Le système méritocratique des concours, importé en France par les Jésuites qui avaient découvert et admiré le recrutement par concours des fonctionnaires dans la Chine impériale, fut, à l'époque de son introduction à la fin du XVIIIème siècle, un immense progrès à la fois en termes de compétences et de démocratie. Est-il encore la panacée?
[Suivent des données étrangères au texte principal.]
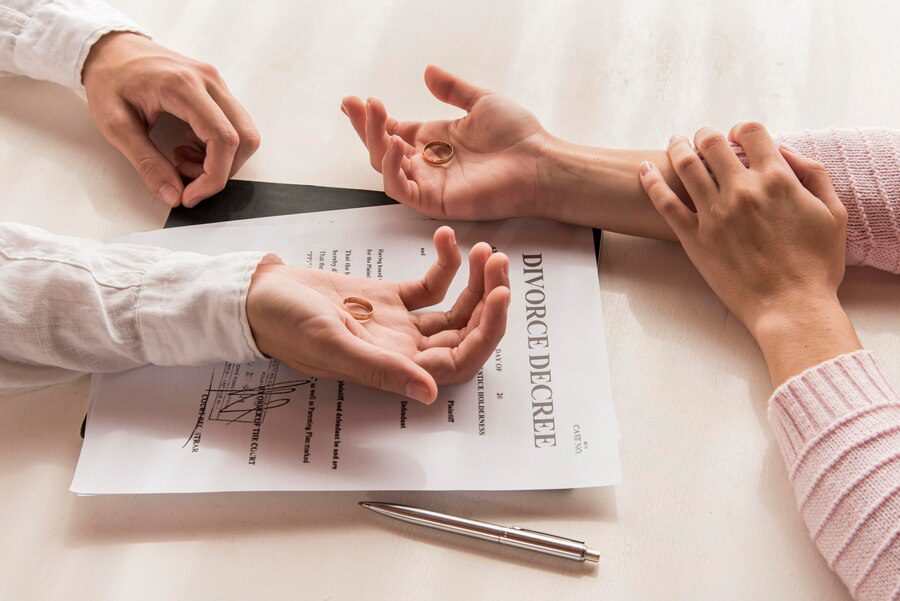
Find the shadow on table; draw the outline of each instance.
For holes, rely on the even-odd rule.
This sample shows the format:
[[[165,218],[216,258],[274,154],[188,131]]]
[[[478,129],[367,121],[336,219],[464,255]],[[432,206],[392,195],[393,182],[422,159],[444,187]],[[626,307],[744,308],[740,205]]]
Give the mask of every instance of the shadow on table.
[[[216,541],[243,536],[378,529],[423,544],[563,574],[595,573],[584,566],[498,545],[435,533],[377,516],[357,505],[383,500],[417,505],[504,525],[519,525],[582,538],[593,522],[615,522],[615,489],[508,492],[322,492],[104,495],[78,497],[66,489],[78,458],[78,425],[89,380],[0,399],[0,473],[41,470],[51,483],[55,513],[65,513],[69,548],[166,541]],[[28,494],[23,491],[21,494]],[[49,516],[48,516],[49,518]],[[582,528],[582,525],[585,528]],[[594,542],[597,541],[588,541]],[[574,567],[573,567],[574,565]]]
[[[785,533],[786,540],[797,541],[796,549],[800,551],[797,556],[783,557],[779,561],[819,564],[819,571],[828,574],[837,583],[837,577],[831,573],[812,542],[803,542],[808,540],[808,531],[799,512],[794,510],[795,499],[787,470],[766,414],[772,385],[762,353],[750,334],[716,298],[684,251],[674,243],[605,235],[600,272],[605,294],[625,296],[628,310],[652,344],[680,346],[684,349],[682,352],[689,353],[687,364],[693,362],[711,366],[712,369],[708,372],[712,372],[713,378],[722,382],[737,379],[745,383],[745,391],[734,398],[710,398],[711,395],[703,395],[700,391],[704,387],[715,386],[715,382],[694,381],[691,388],[697,390],[696,396],[668,397],[661,405],[651,404],[648,411],[661,409],[665,419],[669,416],[666,411],[671,406],[706,403],[696,413],[705,414],[705,419],[709,420],[708,427],[714,430],[710,439],[715,441],[732,434],[740,435],[741,430],[734,428],[731,419],[738,412],[739,405],[750,403],[767,444],[764,454],[758,457],[759,469],[747,477],[757,478],[759,498],[768,509],[773,523]],[[648,282],[654,290],[652,295],[643,292]],[[849,267],[839,290],[839,297],[854,318],[865,345],[865,329],[869,320],[879,324],[895,317],[896,301],[900,298],[900,277],[868,267]],[[607,328],[610,327],[615,327],[615,323],[611,324],[607,320]],[[869,333],[877,334],[878,331],[870,329]],[[610,357],[615,391],[616,357],[614,353]],[[619,360],[628,358],[619,357]],[[664,368],[655,366],[650,369]],[[671,370],[671,366],[668,369]],[[679,373],[671,377],[691,376],[690,373]],[[620,405],[622,402],[622,399],[618,399]],[[672,411],[674,414],[678,410]],[[634,427],[635,423],[640,424],[641,419],[639,416],[638,419],[625,421]],[[673,436],[676,435],[673,433]],[[632,439],[627,429],[623,432],[623,439]],[[737,439],[734,442],[738,446],[745,444]],[[706,451],[699,452],[702,454],[715,450],[715,447],[709,447]],[[651,457],[649,460],[658,459]],[[679,458],[678,461],[684,459]],[[708,485],[718,486],[719,483],[711,481]],[[722,510],[726,511],[727,508],[723,507]],[[835,586],[840,587],[839,584]]]
[[[162,222],[168,208],[144,188],[128,161],[94,126],[87,104],[70,90],[26,78],[5,78],[0,122],[14,140],[13,146],[21,145],[76,175],[99,215],[113,222]],[[182,127],[166,115],[152,137],[168,151]]]
[[[616,515],[612,488],[521,492],[112,495],[74,500],[70,505],[68,546],[214,541],[267,532],[302,537],[313,531],[346,533],[377,528],[385,537],[399,536],[484,559],[571,576],[595,573],[564,560],[387,520],[359,507],[357,502],[361,500],[418,505],[504,525],[544,529],[576,539],[583,538],[585,533],[572,525],[573,520],[579,523],[611,521]]]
L'enseignement supérieur est confronté aujourd'hui à trois enjeux essentiels - 1 : la parité;
- 2 : la démocratisation dans une période où; globalement, il n'y a plus un mouvement général d'ascension sociale, mais un jeu à somme nulle dans lequel ceux qui sont en haut défendent durement leur place;
- 3 : une innovation technique qui s'écarte du modèle des grandes entreprises étatiques dans laquelle la France avait connu une certaine réussite de la 2ème Guerre jusqu'aux années 1970.
Force est de constater que notre système de recrutement des élites ne répond que médiocrement à ces trois défis.
Il n'y a pas lieu de baisser les bras. Même si l'inertie semble bien souvent l'emporter, les réformes de structure sont possibles. Mais en dehors de ce niveau "macro", nous devons être présents au niveau "micro", par des interventions sur le terrain, en direction des jeunes des zones défavorisées et en direction des filles. C'est ce que les différentes associations regroupées autour d'Animath tentent tous les jours, et depuis cette année dans le cadre de Cap'Maths.»
Les débats sont lancés...
By Olivier Rollot. Mathematics has often bad press, particularly because they involved very heavily in the selection, particularly in France. The math may in any case to rely on a certain objectivity in scoring. Their formative virtues for reasoning, abstraction, conceptualization, rigor ... give them some legitimacy at the time of assessment. They may also be taxed to encourage inequality, for example when we see the importance of private tuition in that subject ... Clearly, parents help their children first in that select materials.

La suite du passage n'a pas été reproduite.